The U.S. State Department has accused Venezuela’s socialist regime of instigating “another rupture in Venezuela’s constitutional order” after its illegal lawmaking body began proceedings to put its political opponents on trial for treason.
The accusation comes after dictator Nicolás Maduro’s recently formed “national constituent assembly” (ANC), an illegal lawmaking body comprised of Maduro allies, unanimously voted to put opposition leaders on trial for treason.
The assembly accused opposition leaders—including the head of the democratically-elected National Assembly, Julio Borges—of treason after they urged the United States to impose further sanctions against the Venezuelan regime.
During the session, constituent members charged opposition leaders with “engaging in the promotion of these immoral actions against the interests of the Venezuelan people.” The members also described the country’s former chief prosecutor Luisa Ortega Díaz, a former chavista loyalist, as “crawling like a worm” and “selling her homeland for a few dollars she stole from this country.”
Last week, President Donald Trump signed an executive order banning trade in Venezuelan debt or the sale of bonds from its state oil company Petróleos de Venezuela (PDVSA), banning Americans from dealing with Venezuelan government debt or that of its state-run oil company.
The move followed personal sanctions placed on Maduro back in July, including a travel ban and the freezing of assets, after holding a fraudulent election to rewrite the country’s constitution and create a “constituent assembly.” The vote received an estimated turnout of under 15 percent and was also marred by violence after over a dozen people were killed.
“This injustice is only the latest in a sustained effort by the Maduro regime to undermine democracy, repress political dissent, and sow fear among its critics,” State Department spokeswoman Heather Nauert said Wednesday. “It embodies yet another rupture in Venezuela’s constitutional order and defies the fact that in democracies, ideas and opinions are not crimes.”
Venezuela is also facing the worst humanitarian crisis in its history. Amid skyrocketing inflation, the country’s monthly minimum wage has fallen to under $6, while there are chronic shortages of basic resources such as food, medicine, electricity, and sanitary products.
As emigration to neighboring Colombia continues to increase, Colombian officials also confirmed last week that they were looking at refugee camps similar to those in the Middle East in preparation for an exodus of Venezuelan’s leaving the country.

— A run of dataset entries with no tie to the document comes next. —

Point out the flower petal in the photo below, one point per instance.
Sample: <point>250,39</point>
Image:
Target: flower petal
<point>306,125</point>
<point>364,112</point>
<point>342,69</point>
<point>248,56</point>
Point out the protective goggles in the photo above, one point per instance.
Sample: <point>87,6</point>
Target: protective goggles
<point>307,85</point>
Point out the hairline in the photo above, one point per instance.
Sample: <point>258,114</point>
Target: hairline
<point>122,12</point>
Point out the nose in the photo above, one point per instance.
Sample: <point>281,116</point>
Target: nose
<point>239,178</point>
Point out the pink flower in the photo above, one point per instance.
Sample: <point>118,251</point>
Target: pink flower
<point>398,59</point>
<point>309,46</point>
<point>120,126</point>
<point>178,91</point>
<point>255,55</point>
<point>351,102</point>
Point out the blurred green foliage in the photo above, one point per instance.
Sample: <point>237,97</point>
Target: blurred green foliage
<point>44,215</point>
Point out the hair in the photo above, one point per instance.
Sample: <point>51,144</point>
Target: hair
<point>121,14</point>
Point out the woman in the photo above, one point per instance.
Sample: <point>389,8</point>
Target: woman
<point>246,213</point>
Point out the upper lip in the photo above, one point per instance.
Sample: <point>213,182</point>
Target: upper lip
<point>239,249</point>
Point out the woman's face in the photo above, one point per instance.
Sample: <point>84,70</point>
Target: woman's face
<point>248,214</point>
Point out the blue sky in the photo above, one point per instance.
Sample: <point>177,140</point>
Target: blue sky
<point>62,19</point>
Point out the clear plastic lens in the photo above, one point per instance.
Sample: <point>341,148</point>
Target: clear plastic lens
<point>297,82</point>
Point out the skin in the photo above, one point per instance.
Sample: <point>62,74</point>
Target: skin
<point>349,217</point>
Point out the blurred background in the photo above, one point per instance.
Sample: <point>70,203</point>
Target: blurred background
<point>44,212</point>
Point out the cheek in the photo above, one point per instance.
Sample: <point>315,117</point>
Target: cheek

Meanwhile, speaking to Venezuelans in Doral, South Florida, last week, Vice President Mike Pence promised the Trump administration would continue to act against the regime.
“Our resolve is unwavering; our conviction is clear,” Pence declared. “You may be assured: Under the leadership of President Donald Trump, the United States of America will continue to bring the full measure of American economic and diplomatic power to bear until democracy is restored in Venezuela.”
“We hear you, we stand with you. We will not stand by as Venezuela crumbles,” he added.